In [1]:
import spacy
nlp = spacy.load('en_core_web_sm')

In [2]:
doc1 = nlp("Tokyo, officially Tokyo Metropolis, is the capital city of Japan.")

for token in doc1:
    print(f'{token.text}|{token.pos_}|{token.tag_}|{spacy.explain(token.tag_)}')
print()
print('Entities')
for entity in doc1.ents:
    print(f'{entity}|{entity.label_}|{spacy.explain(entity.label_)}')

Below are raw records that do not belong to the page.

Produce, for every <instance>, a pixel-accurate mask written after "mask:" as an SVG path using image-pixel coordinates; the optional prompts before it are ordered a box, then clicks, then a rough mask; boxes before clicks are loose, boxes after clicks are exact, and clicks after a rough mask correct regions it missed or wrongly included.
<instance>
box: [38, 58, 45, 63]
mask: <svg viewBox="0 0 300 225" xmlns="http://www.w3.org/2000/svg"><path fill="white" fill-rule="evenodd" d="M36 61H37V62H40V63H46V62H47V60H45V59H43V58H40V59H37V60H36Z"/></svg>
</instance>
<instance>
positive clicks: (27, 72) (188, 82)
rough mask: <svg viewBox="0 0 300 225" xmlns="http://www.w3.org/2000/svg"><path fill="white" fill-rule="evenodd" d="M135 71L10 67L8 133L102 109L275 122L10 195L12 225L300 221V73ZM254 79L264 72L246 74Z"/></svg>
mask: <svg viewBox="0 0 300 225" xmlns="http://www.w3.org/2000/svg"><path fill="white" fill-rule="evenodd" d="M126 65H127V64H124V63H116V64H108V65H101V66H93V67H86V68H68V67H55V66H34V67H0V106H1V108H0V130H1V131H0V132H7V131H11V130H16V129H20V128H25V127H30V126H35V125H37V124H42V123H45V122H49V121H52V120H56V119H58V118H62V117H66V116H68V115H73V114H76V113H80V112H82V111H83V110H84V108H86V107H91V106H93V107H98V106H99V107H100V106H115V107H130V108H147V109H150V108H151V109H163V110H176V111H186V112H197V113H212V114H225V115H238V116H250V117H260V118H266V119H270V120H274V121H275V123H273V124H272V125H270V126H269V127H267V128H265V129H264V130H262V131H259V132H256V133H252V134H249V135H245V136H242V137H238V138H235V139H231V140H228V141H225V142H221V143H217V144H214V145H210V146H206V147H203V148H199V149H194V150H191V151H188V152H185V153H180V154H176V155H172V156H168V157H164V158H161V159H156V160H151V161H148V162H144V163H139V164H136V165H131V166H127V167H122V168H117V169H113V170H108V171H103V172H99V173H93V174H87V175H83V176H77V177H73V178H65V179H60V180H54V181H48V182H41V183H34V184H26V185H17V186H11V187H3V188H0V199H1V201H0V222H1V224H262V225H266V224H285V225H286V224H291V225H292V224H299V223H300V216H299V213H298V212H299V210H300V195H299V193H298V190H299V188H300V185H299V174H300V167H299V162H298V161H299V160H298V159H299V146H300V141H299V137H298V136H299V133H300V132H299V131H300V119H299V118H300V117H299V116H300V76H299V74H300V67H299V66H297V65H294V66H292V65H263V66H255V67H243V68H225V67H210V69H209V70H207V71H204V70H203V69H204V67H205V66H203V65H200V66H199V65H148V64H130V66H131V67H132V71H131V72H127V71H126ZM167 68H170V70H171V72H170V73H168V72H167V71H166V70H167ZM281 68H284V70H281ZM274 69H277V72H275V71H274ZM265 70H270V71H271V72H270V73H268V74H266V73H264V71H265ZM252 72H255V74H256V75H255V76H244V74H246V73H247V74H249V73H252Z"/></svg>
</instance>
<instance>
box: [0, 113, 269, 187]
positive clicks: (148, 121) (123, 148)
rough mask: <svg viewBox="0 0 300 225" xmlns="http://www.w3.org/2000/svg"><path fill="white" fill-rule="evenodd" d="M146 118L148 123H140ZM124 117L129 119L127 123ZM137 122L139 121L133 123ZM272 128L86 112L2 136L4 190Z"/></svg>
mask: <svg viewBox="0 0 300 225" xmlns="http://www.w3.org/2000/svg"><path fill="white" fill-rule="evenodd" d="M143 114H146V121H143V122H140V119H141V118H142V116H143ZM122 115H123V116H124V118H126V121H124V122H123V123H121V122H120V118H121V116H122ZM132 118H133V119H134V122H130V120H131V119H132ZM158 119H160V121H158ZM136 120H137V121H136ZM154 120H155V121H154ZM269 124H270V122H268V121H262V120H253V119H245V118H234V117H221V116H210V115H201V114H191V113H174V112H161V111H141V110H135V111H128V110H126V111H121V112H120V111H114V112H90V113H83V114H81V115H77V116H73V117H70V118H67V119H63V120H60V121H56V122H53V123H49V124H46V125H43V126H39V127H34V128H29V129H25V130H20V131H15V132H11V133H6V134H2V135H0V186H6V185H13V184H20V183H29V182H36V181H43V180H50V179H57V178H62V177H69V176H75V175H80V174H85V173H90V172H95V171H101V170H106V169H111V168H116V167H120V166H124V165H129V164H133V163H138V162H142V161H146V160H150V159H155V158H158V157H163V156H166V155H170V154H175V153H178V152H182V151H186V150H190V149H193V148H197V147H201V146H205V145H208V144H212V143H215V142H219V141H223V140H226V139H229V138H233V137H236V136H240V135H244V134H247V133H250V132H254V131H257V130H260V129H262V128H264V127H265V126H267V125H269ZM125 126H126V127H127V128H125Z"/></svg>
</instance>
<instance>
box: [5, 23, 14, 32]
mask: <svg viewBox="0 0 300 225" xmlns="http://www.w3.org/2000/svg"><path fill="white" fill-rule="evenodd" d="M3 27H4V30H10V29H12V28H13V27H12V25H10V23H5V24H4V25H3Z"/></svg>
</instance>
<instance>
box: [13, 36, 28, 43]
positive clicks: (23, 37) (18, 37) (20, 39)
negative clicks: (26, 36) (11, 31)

Tokyo|PROPN|NNP|noun, proper singular
,|PUNCT|,|punctuation mark, comma
officially|ADV|RB|adverb
Tokyo|PROPN|NNP|noun, proper singular
Metropolis|PROPN|NNP|noun, proper singular
,|PUNCT|,|punctuation mark, comma
is|AUX|VBZ|verb, 3rd person singular present
the|DET|DT|determiner
capital|NOUN|NN|noun, singular or mass
city|NOUN|NN|noun, singular or mass
of|ADP|IN|conjunction, subordinating or preposition
Japan|PROPN|NNP|noun, proper singular
.|PUNCT|.|punctuation mark, sentence closer

Entities
Tokyo|GPE|Countries, cities, states
Tokyo|GPE|Countries, cities, states
Metropolis|PERSON|People, including fictional
Japan|GPE|Countries, cities, states


In [3]:
doc2 = nlp("The twelve-year-old cat chased the mouse across the back yard.")
for chunk in doc2.noun_chunks:
    print(chunk)

The twelve-year-old cat
the mouse
the back yard


In [4]:
from spacy import displacy
doc3 = nlp("Apple Inc. is planning to buy a UK startup for $1 billion.")
displacy.render(doc3,style="ent",jupyter=True)

In [5]:
doc4 = nlp("I am running. He runs. We will be running a marathon.")
new_sentence = ""
length = len(doc4)
for i,token in enumerate(doc4):
    if(i != length - 1):
        if(doc4[i+1].text == "."):
            new_sentence += token.lemma_
        else:
            new_sentence += token.lemma_ + " "
new_sentence += doc4[length - 1].lemma_
new_doc4 = nlp(new_sentence)
print(new_doc4)

I be run. he run. we will be run a marathon.


In [6]:
def mark_changes_between_docs(old_sentence,new_sentence):
    changed_tokens = []
    for i,token in enumerate(old_sentence):
        if old_sentence[i].text == new_sentence[i].text:
            continue
        else:
            changed_tokens.append(new_sentence[i].text)
    print(f'Changed tokens: {changed_tokens}')

In [7]:
mark_changes_between_docs(doc4,new_doc4)

Changed tokens: ['be', 'run', 'he', 'run', 'we', 'run']


In [8]:
doc5 = nlp("It is a truth universally acknowledged, that a single man in possession of a good fortune, must be in want of a wife.")
count_stop_words = 0
new_sentence = ""
for token in doc5:
    if nlp.vocab[token.text].is_stop:
        count_stop_words += 1
    else:
        new_sentence += token.text + " "
print(f'Number of stop words: {count_stop_words}')
print(f'Text without stop words: {new_sentence}')

Number of stop words: 13
Text without stop words: truth universally acknowledged , single man possession good fortune , want wife . 


In [9]:
stop_word = "brb"
nlp.Defaults.stop_words.add(stop_word)
nlp.vocab[stop_word].is_stop = True
doc6 = nlp("I will brb")
for token in doc6:
    if nlp.vocab[token.text].is_stop:
        print(f'nlp is recognizing "{token.text}" as stop word')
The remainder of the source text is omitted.